CDU: Gremium "nicht zielführend"
Vorerst kein Unterausschuss zur Leuna-Affäre

SPD und Grüne haben sich nicht mit ihrer Forderung durchsetzen können, die Vorgänge um die Privatisierung der Raffinerie in Leuna durch ein eigenständiges Untersuchungsgremium des Deutschen Bundestages zu untersuchen.
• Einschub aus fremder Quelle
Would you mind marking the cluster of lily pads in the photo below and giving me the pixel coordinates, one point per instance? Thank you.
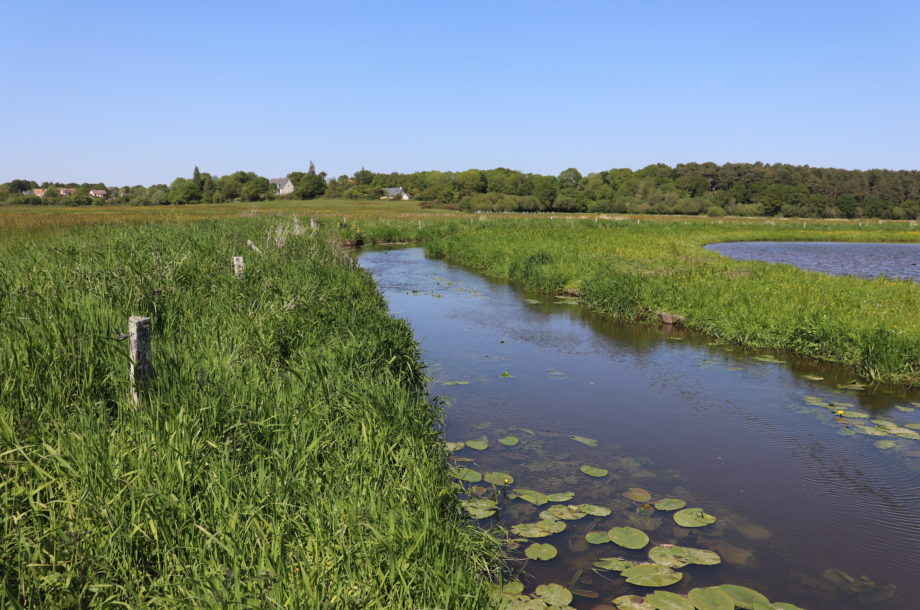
(658, 569)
afp BERLIN. Der Untersuchungsausschuss zur Parteispendenaffäre konnte sich am Donnerstag nicht auf die Einrichtung eines Unterausschusses zur Leuna-Affäre einigen. Der CDU-Obmann im Ausschuss, Andreas Schmidt, sagte, eine solches Gremium sei "nicht zielführend". Es entstünde nur die doppelte Arbeit. SPD und Grüne halten die Einsetzung eines Unterausschusses dagegen für sinnvoll, um die Leuna-Affäre aufzuklären. Dies wäre eine "Riesenchance", sagte der SPD-Obmann im Ausschuss, Frank Hofmann.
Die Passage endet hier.